Determination of this general measure should be performed in all patients. In the majority of cases, sufficient improvement can be achieved with well-executed standard treatment. This standard treatment requires several consultations as well as attentive listening. However, more needs to be done for certain patients. This is where facilities that provide more intensive care come into play. Spas perform this task efficiently by combining hydrotherapy, intensive dermatological treatment and patient education. Recently, dermatological centers have started offering workshops or creating schools dedicated to the topic of atopic dermatitis. Such facilities make it possible to provide intensive care, information about the disease and training in proper care. For some families, these services are irreplaceable and help them find their way out of seemingly intractable situations.
Summary
This overview of the most important elements in the pathophysiology of atopic dermatitis makes it understandable why this disease has such a great importance in research and in dermatological practice.

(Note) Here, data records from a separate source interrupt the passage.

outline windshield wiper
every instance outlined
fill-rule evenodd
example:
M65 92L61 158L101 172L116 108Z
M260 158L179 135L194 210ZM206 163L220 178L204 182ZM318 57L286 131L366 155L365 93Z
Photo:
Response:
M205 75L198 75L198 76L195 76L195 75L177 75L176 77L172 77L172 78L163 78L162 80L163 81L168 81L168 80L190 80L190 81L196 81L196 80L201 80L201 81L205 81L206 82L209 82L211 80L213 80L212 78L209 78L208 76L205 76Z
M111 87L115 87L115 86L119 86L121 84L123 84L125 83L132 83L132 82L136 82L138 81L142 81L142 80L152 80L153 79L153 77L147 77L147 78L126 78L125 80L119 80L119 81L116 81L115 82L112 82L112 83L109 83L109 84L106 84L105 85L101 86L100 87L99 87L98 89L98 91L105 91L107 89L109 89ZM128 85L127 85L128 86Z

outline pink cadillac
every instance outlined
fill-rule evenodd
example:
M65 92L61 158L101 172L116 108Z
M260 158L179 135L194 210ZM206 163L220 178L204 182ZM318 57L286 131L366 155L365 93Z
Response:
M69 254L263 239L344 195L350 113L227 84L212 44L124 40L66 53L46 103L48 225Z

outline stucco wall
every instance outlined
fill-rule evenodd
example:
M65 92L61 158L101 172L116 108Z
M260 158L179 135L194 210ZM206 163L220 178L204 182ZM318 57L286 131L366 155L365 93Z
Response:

The starting point is a structural deficit of the stratum corneum, the layer located on the surface of the skin, whose outstanding importance has only recently been recognized. After that, everything interferes with each other: Xerosis leads to itching, inflammation, scratching, infections and general sensitization. Itching causes significant functional impairment, depresses mood, burdens daily life and causes personal and family suffering. Can all of these conditions be alleviated by improving epidermal function?